La última parada
“El tren se paró en la estación de Murcia cuando ya había anochecido, el andén estaba casi desierto y se me antojó triste. Apreté con fuerza mi muñeco y llena de incertidumbre seguí a mi familia hacia la nueva vida. En mis oídos todavía el rugido de un mar encrespado que dejaba atrás”. Lo escribí en un abril de azahares cuando la memoria me paseaba por paisajes distintos a los que siempre me llevaba un tren. Siempre me han gustado los trenes, ellos me acercaban o me alejaban de esos lugares que amé, donde me fui dejando trocitos de vida que nunca he olvidado.

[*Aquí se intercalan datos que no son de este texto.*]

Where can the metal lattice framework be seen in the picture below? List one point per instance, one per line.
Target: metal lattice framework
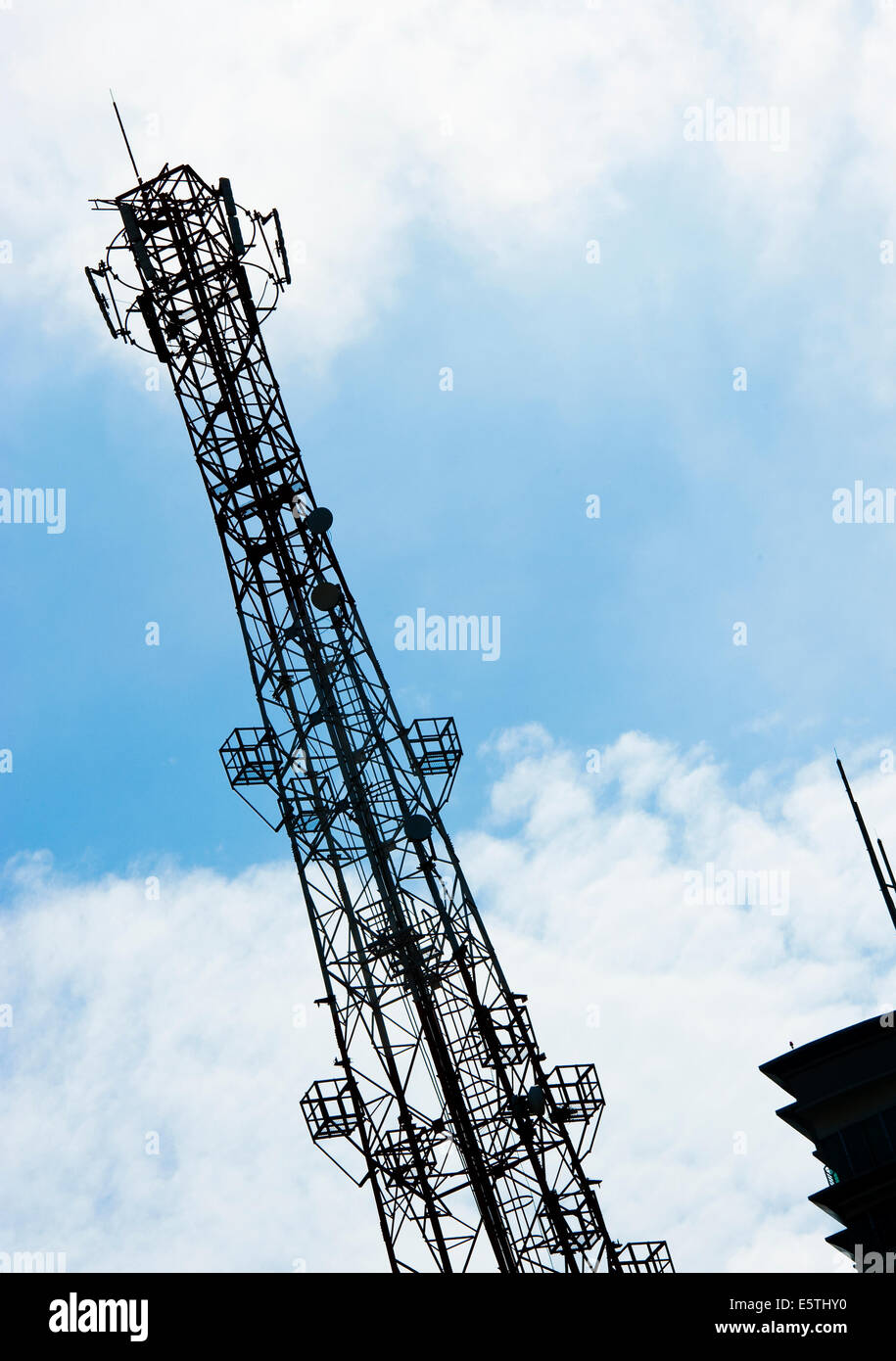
(471, 1147)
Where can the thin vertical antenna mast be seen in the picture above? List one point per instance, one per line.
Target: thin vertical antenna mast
(125, 138)
(875, 865)
(880, 847)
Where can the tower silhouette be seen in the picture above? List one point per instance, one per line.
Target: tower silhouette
(443, 1103)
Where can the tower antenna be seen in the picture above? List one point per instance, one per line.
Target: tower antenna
(125, 138)
(875, 865)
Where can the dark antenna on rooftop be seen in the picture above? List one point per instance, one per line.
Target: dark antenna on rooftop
(125, 138)
(885, 887)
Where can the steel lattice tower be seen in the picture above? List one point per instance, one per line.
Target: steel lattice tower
(443, 1102)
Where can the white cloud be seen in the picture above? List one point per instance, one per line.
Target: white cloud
(176, 1015)
(498, 129)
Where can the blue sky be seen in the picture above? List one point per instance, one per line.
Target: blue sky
(613, 379)
(440, 176)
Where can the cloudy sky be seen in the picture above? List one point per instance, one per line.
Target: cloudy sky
(696, 331)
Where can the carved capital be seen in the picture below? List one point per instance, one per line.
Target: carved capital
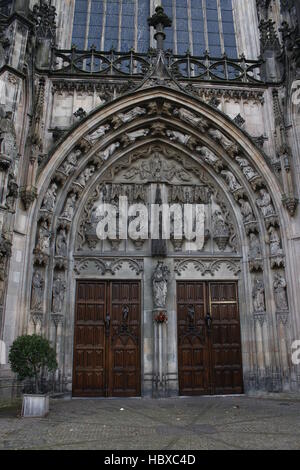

Un tren me alejó de una sierra majestuosa para llevarme a un mar donde dos vientos pugnaban por ser protagonistas. El poniente y el levante, omnipresentes, airearon mis juegos en un tiempo infantil que yo veía pasar mirando ensimismada el mar desde una terraza blanca. Otro tren me alejó de ese mar que me encantó conocer y que fue para mí un auténtico regalo. Con la tristeza de perder su azul y esas olas bailarinas que los vientos agitaban con fuerza, el vaivén del tren me llevaba a otro tiempo de adolescencia, a un mar de naranjos que alegraron mis ojos y abrieron mis sentidos a la primavera. Llena de aromas de azahares, rodeada de afectos y henchida de emociones nuevas, dejar aquel paisaje huertano me causó una tristeza.
“El tren me llevaba otra vez a pintar de azul mis horizontes, el mar encrespado que me empujó a los naranjos me compensaba ahora con otro mar apacible que suavizaría con su brisa el tiempo que empezaba allí. Andalucía otra vez”.
Dejándome llevar por ese tren del destino, meciendo mis dudas con su vaivén, pensaba cómo sería el pueblo al que me llevaba esta vez. Sabía que tenía almendros y cañas de azúcar, y un mar sereno que pronto sería mi refugio, mi confidente y mi paz. Y también tenía un tren. Un tren del que el historiador veleño y entrañable amigo Paco Montoro, lo ha escrito todo. Su libro El tren de Vélez cuenta su historia, la memoria hermosa de un tiempo veleño donde un tren entrañable iba y venía a Málaga como un gusanito verde por la orillita del mar. A mí me gustaba ese tren. Me recuerdo en su estación, de la mano de mi novio, esperando que llegara el trenecito que nos llevaba al fin del mundo, que era para nosotros cualquier lugar más allá de Vélez. Una vez, a la vuelta, entretenidos en nuestra nebulosa de amor, llegábamos tarde y corríamos hacía él, que ya empezaba a andar; el maquinista nos vio y aminoró la marcha para que pudiéramos subir con nuestro embeleso a cuestas... Inolvidable.
Pero ese tren entrañable tan enraizado al paisaje, se paró para siempre un día de abril de 1968. Es día, entre los pasajeros había un joven veleño al que le encantaba el tren. Me contaba hace poco que fue un privilegiado por ser testigo de ese último viaje. “Cuando llegamos a Vélez, el maquinista rompió a llorar con una frase que tengo grabada en mi alma: Fin del trayecto de tu existencia”. No se puede expresar mejor una emoción. En una sola frase, aquel hombre lloraba una pena, el adiós dolorido a su tren. El joven, amante de la música y pintor genial, aparece en una fotografía del libro de Montoro sentado en el tren junto a sus compañeros ‘Murciélagos’, promocionando su música. Seguro que grabó a plumilla en su corazón de artista el desgarro del maquinista, y su propia pena de persona sensible viviendo un momento único. Como en la de muchos veleños; como en la mía, ese tren sigue vivo en su memoria recorriendo incansable las estaciones del tiempo. Lo veo ahora, cruzando melancólicos paisajes de ayer, en un hermoso vídeo donde su característico sonido se mezcla con la nostálgica música de Zimmer que tan acertadamente envuelve el recuerdo.
Como tantas otras cosas con encanto que desaparecieron, aquel viejo tren, tan evocado, tan añorado, nunca debió llegar a su última parada.